US networking giant Cisco has released a patch that prevents hackers from stealing Umbrella Virtual Appliance (VA) administrator credentials remotely.
According to a security advisory published by the firm, the flaw was discovered by Pinnacol Assurance in the key-based SSH authentication mechanism.
The flaw, now identified as CVE-2022-20773, can be exploited by performing a man-in-the-middle attack on an SSH connection to Umbrella VA.
“A successful exploit could allow the attacker to learn administrator credentials, change configurations, or reload the VA,” Cisco said.
No concrete examples
The flaw is present in Cisco Umbrella VA for Hyper-V and VMWare ESXi on versions prior to 3.3.2. There are no workarounds or mitigations, so the only way to fix the problem is to install the patch.
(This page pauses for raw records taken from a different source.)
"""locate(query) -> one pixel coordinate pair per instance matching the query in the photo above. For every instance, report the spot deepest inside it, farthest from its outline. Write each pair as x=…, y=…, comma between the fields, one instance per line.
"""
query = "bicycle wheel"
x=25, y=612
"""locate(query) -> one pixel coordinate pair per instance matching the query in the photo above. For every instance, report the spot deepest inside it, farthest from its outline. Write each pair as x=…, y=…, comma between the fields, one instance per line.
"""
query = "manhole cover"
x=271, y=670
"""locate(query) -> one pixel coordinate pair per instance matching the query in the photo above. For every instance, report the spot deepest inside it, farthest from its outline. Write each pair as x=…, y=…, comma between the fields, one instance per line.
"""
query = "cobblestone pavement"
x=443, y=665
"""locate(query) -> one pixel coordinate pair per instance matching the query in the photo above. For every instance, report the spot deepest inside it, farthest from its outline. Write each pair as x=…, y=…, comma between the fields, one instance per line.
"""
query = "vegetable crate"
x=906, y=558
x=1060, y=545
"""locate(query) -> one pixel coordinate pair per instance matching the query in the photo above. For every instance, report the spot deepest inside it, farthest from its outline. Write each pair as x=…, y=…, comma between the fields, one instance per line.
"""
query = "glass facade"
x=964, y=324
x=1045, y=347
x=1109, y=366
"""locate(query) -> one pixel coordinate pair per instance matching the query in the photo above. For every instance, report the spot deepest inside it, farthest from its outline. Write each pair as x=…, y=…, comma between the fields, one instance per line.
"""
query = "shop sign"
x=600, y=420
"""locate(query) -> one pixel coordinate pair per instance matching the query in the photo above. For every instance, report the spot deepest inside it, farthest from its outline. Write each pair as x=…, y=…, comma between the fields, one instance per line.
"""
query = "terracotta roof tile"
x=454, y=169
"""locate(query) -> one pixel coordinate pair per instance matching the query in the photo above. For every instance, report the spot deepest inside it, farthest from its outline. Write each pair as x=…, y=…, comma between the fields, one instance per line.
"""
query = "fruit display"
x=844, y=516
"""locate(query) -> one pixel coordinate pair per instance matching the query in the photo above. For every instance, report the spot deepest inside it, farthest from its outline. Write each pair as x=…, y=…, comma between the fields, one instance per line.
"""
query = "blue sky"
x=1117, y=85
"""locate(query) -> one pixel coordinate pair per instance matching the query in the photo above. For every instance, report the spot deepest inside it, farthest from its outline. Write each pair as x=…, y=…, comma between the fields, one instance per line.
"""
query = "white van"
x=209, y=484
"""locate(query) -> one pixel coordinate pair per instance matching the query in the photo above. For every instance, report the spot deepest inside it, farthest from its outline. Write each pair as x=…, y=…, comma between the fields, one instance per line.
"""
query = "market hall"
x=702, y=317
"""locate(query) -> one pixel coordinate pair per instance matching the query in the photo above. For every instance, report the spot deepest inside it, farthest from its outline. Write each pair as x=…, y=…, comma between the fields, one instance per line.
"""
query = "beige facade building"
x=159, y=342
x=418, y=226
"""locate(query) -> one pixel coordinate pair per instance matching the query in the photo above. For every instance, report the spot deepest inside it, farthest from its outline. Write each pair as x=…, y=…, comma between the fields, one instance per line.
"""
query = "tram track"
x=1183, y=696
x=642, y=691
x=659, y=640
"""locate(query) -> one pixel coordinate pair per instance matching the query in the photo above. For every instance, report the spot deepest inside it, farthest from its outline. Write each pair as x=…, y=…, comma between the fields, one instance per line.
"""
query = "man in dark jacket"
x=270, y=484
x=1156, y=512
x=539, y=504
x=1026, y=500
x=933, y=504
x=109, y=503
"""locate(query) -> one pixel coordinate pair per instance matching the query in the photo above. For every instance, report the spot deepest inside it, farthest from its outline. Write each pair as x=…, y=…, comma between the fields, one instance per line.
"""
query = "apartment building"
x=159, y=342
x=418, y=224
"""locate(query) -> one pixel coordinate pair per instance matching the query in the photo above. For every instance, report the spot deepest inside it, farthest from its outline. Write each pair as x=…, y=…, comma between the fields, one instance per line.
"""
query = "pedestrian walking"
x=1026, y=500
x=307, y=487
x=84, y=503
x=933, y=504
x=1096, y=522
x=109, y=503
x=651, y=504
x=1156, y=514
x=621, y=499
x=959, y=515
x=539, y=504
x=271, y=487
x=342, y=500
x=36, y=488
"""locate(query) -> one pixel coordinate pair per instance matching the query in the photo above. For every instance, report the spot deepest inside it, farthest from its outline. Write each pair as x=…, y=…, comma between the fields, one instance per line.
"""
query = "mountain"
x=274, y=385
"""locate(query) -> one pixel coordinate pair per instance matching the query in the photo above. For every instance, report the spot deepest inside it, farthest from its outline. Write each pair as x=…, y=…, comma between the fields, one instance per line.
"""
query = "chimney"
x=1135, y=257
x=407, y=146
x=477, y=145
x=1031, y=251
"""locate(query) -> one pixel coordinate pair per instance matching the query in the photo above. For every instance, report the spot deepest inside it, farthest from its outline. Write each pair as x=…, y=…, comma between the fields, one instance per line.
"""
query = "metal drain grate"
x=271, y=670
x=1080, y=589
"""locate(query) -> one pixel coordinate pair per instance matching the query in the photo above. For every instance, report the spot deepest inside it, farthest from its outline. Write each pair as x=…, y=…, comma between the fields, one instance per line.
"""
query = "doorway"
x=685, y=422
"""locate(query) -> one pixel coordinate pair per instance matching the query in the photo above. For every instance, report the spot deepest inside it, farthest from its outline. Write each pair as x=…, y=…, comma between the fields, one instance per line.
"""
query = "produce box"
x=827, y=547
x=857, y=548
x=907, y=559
Fortunately, Cisco has found no evidence that anyone is abusing the flaw in the wild. The company also said that the SSH service is not enabled by default on on-premises Umbrella VAs, which reduces the risk of abuse of the flaw.
Those who are unsure if SSH is enabled in their VAs should log into the hypervisor console, enter configuration mode (CTRL+B), and run the configuration via the show command. If SSH is indeed enabled, the command output should include “SSH Access: Enabled” at the end.
Cisco Umbrella is a cloud-delivered security service, protecting more than 24,000 customers against a wide variety of malware, ransomware, and phishing attacks.
Late last year, the company patched two very serious flaws in the optical network terminals of the Catalyst PON series switches, which allegedly allowed unauthorized root access to the endpoints.
Both vulnerabilities are tracked as CVE-2021-34795 and CVE-2021-40113, with the former being described as an “inadvertent debug identifier”.
Whoever held the hidden credentials could gain root access to passive optical network switches, but to do so the device had to have Telnet support enabled, which is usually disabled by default.